Titolo V nel 2001 voluto dal centro sinistra e criticato dal centro destra e Ddl Calderoli oggi voluto dal centrodestra e criticato dal centro sinistra. Non si corre il rischio che il tutto si concluda solo come una mera opposizione politica mettendo da parte i veri bisogni dei cittadini?

No se stiamo nel merito. Già sulla sanità abbiamo modelli diversi che hanno creato forti disuguaglianze sul territorio nazionale. Immaginiamo se le stesse differenze fossero applicate anche sulla scuola. Diversi gradi d’istruzione sul territorio nazionale e diversi trattamenti per i docenti. Un disastro.

Diversi sindaci hanno fatto appelli o pressioni alle Regioni (vedi caso Calabria) per impugnare la legge sull'autonomia differenziata dinanzi alla Corte Costituzionale. Che cosa ne pensa?

Che hanno ragione, tant’è che come PD abbiamo iniziato a raccogliere le firme per far sentire la voce dei cittadini.

Andiamo ai Lep perché è qui che la maggior parte del panorama politico si spacca: c'è chi afferma che sarà più dannoso per le regioni del sud e c'è chi dice che sarà un aiuto concreto e che finalmente farà mettere tutte le Regioni d'Italia sullo stesso livello. Quale dei due casi è giusto secondo lei e perchè?

L’attribuzione delle ulteriori funzioni alle regioni è subordinata alla definizione dei livelli essenziali delle prestazioni da garantire su tutto il territorio nazionale, senza alcuna garanzia sui relativi tempi.
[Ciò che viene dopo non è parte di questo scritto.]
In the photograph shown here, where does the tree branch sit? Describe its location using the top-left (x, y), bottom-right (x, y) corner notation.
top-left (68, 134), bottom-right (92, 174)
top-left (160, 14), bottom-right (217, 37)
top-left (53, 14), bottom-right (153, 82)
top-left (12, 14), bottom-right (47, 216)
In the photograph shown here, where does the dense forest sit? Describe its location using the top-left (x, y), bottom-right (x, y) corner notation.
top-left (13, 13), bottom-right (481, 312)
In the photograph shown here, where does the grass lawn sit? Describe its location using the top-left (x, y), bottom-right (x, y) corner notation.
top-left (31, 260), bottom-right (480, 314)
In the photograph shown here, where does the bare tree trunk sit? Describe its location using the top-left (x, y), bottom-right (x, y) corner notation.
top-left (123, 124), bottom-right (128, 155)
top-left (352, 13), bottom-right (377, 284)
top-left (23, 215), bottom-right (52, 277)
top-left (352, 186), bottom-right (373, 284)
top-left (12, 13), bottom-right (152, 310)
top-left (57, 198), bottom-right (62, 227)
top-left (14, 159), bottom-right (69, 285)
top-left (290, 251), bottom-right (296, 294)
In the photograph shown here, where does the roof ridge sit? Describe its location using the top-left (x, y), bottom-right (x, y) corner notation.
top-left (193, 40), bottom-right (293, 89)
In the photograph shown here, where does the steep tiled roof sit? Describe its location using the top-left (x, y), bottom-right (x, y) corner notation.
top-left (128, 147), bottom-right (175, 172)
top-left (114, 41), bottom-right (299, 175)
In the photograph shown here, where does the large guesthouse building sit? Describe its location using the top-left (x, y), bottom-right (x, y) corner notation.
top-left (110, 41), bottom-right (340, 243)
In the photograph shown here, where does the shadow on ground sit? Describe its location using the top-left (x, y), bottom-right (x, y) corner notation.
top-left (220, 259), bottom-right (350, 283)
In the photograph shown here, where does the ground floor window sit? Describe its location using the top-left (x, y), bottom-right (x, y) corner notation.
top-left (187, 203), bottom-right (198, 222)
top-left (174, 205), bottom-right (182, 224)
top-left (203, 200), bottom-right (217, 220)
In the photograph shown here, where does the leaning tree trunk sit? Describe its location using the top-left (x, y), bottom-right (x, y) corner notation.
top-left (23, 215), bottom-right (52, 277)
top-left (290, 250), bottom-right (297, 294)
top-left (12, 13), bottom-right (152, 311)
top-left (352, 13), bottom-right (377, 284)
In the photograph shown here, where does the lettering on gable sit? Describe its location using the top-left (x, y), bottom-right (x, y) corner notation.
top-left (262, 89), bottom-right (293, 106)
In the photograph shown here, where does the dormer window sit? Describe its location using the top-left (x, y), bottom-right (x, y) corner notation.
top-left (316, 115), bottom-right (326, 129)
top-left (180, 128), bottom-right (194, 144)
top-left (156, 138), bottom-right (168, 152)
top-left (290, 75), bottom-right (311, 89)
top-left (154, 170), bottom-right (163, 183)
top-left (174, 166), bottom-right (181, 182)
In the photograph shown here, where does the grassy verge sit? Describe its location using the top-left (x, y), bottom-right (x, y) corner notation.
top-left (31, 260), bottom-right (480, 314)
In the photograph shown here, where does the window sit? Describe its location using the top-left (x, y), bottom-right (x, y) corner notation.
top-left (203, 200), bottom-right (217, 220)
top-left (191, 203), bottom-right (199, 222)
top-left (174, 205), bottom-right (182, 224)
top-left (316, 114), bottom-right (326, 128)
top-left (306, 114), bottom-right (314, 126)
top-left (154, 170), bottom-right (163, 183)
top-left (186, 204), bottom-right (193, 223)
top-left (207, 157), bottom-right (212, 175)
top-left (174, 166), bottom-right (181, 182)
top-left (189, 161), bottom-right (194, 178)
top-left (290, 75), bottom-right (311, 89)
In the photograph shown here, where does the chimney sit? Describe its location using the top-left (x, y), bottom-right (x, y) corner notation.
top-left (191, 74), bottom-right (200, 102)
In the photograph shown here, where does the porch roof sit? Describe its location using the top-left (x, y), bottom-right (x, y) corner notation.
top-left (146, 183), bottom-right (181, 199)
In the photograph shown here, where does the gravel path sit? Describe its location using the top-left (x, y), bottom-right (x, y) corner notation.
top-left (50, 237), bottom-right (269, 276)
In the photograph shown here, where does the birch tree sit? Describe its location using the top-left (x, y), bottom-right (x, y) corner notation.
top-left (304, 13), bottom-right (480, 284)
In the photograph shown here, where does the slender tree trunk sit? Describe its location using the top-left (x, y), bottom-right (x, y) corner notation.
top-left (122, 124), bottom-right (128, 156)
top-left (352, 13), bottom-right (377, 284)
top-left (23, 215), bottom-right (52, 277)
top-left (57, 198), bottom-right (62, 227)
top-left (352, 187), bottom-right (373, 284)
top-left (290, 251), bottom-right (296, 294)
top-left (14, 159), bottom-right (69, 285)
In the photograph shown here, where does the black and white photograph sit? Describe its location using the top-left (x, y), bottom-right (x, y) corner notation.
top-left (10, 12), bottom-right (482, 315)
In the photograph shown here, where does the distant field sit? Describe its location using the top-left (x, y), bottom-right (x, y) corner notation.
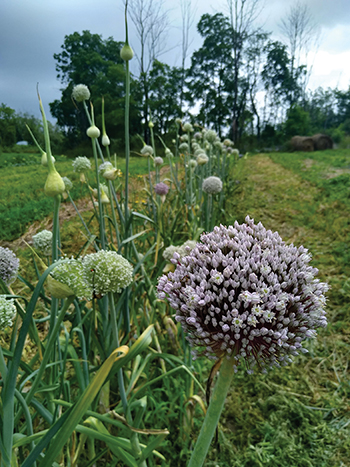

Non c’è alcuna garanzia che i servizi ai cittadini saranno sullo stesso livello.

C'è chi afferma, però, che con l'autonomia differenziata di risorse ce ne saranno sempre di meno...

C’è un tema vero di risorse. La narrazione leghista racconta che ci saranno risorse in più per le regioni, senza però spiegare come. Il rischio, dunque, è quello di rendere ancora più confusi e oscuri i criteri di allocazione delle risorse, sia nei tempi che nei modi.

Ma secondo lei bastano questi Lep a garantire diritti di cittadinanza uguali per tutti?

Fissiamo un punto. I LEP dovrebbero garantire la parità dei servizi offerti ai cittadini in tutto il paese, da Nord a Sud. L’effettiva uniformità delle prestazioni dipenderà soprattutto dai finanziamenti che lo Stato sarà in grado di allocare. Oggi il Governo, da qui al 2028, sta tagliando risorse ai comuni e alle province. Di cosa stiamo parlando?

Andando al tema sanità, tema così tanto delicato nel nostro paese, che impatto avrà questa legge proprio sulla sanità?

Il governo Meloni ha più volte dichiarato di avere come modello la sanità Lombarda. Ricordo che in Lombardia, oggi, 1 cittadino su 9 rinuncia alle cure perché non può permettersele. Un divario che si è ampliato negli ultimi 20 anni. Bastarebbe questo per capire cosa accadrà con la loro idea di autonomia: vuoi curarti? Paga.

Trova aspetti critici in questo Ddl? Se è si, quali e perché?

Si, perché aumenterà il divario e apre la strada alla privatizzazione del servizio sanitario.

A conti fatti qual è il vero scopo di questa manovra?

Una scambio elettorale. Alla Lega l’Autonomia – che in 12 anni di Governo non è mai riuscita ad ottenere – e alla Meloni il premierato. Uno scambio che fa il male del Paese.